Case Name: L. A. Mills and Husband vs. C. H. Moore, Sheriff, et al.
Court: Louisiana Court of Appeal
Jurisdiction: Louisiana
Decision Date: 1885
Citations: 1 Gunby 69
Docket Number: 
Parties: L. A. Mills and Husband vs. C. H. Moore, Sheriff, et al.
Judges: 
Reporter: Legal points decided by the Second circuit court of Louisiana (Gunby's Reports)
Volume: 1
Pages: 69–69

Head Matter:
L. A. Mills and Husband vs. C. H. Moore, Sheriff, et al.

Opinion:
Mayo, J.
Where a married woman was sued on a note given for the purchase price of property bought during the marriage, and set up in her answer that the note was given for her husband's debt, in contravention of law, but before trial confessed judgment, with twelve months' stay of execution, at the end of which time she enjoins the judgment,-and sues to annul it on precisely the same grounds urged in her previous answer, she is not precluded by the plea of res adjudicata from annulling said confession of judgment, but the burden of proof is on her to show affirmatively the existence of nullity therein. 15 An. 628; 29 An. 595; 16 An. 310; 22 An. 386; 24 An. 142; 14 An. 700; 21 An. 525.

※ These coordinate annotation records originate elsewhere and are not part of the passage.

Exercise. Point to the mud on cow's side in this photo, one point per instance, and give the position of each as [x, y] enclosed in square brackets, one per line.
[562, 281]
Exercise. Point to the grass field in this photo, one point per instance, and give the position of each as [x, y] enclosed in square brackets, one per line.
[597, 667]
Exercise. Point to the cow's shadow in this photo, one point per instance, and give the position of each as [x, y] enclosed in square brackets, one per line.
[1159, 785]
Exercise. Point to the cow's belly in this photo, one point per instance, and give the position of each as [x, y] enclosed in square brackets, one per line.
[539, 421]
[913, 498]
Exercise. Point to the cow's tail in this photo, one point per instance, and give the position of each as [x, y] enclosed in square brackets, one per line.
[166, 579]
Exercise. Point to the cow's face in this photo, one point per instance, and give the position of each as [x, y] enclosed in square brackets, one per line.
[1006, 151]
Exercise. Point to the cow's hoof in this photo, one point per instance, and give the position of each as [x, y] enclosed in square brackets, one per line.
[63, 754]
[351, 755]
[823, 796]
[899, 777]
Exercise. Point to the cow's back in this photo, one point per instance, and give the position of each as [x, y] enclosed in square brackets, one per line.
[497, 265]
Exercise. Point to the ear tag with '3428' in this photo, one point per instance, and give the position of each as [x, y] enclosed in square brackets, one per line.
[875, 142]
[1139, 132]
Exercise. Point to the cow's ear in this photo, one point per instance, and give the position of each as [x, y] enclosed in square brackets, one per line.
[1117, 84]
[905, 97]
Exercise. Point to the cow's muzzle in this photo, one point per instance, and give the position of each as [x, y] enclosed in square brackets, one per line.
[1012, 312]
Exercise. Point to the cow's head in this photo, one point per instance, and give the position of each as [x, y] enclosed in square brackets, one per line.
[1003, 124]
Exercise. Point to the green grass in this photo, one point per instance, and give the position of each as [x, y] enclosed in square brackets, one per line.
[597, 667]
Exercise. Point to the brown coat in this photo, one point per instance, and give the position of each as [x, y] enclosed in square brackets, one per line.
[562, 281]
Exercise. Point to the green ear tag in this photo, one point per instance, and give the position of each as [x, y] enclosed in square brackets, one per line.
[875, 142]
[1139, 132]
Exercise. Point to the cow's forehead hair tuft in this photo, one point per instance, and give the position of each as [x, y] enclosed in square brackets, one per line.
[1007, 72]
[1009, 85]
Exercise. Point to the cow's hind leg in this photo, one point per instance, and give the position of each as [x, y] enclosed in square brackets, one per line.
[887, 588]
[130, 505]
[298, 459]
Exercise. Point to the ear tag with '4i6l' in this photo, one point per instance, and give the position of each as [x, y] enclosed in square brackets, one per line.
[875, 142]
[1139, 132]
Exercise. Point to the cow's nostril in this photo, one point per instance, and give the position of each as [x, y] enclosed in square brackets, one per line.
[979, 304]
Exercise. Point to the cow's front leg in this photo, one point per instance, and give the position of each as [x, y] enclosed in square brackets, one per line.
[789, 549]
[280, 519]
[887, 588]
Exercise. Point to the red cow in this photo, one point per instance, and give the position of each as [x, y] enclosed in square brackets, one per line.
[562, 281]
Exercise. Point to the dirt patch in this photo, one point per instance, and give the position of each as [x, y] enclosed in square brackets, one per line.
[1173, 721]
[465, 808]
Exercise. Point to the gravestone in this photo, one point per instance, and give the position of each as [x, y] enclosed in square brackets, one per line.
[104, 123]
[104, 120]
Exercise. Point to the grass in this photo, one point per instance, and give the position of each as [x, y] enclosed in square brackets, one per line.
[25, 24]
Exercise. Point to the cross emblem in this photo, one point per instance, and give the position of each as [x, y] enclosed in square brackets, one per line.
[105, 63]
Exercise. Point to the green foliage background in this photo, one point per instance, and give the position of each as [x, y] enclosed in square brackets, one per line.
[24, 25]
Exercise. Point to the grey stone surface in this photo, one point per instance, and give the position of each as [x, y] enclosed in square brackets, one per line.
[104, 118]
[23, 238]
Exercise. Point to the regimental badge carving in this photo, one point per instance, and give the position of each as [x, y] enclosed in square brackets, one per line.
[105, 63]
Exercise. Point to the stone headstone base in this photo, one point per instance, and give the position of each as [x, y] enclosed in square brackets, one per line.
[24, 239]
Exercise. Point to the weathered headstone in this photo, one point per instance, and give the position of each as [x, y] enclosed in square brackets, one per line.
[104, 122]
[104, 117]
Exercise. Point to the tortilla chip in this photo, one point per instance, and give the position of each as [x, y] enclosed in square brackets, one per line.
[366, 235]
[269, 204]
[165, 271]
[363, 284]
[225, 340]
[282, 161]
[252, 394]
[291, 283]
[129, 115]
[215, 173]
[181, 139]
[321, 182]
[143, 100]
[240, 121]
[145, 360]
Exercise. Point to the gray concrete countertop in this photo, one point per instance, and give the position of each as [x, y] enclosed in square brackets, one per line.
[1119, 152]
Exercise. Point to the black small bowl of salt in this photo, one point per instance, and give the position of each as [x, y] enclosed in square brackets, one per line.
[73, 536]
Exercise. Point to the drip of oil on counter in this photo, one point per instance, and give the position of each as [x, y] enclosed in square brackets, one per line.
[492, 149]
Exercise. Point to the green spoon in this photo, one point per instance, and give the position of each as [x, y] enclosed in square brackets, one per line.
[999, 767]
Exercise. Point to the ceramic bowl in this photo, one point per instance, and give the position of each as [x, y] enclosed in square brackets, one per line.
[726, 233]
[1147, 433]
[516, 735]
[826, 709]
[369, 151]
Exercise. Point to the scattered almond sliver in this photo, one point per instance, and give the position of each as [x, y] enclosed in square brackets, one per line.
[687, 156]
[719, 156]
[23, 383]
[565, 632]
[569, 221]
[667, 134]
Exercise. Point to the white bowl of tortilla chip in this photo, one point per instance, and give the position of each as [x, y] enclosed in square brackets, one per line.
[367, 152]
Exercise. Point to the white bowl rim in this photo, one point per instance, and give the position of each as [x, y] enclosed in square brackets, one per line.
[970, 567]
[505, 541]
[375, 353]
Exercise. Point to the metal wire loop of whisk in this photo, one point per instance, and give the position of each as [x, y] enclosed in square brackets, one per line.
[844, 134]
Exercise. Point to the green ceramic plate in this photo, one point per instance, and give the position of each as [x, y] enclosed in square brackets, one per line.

A wife may, at any time, and in any form of contract or transaction, resume the administration of her separate property, and where she buys mules and gives a mortgage to secure the payment therefor, and. declares in said act that she has the separate administration of her property, the resumption is formal and complete. 1 R 368; 14 An. 687; 11 An. 1.
3. Where a married woman declares that mules are bought for her separate estate, which is shown to embrace a farm, and her husband is shown to have no property and no use for mules, and where, between the time judgment was confessed and the bringing of the suit to annul, the property is disposed of by the husband, and it is shown that the wife signed the note, act of mortgage and confession of judgment, deliberately, and of her own free will, she will be held liable for the price of said mules, for to relieve her would be to sanction a gross and palpable fraud. 2 An. 1. The facts disclosed would enable her to protect the property from her husband's debts and she must pay for it.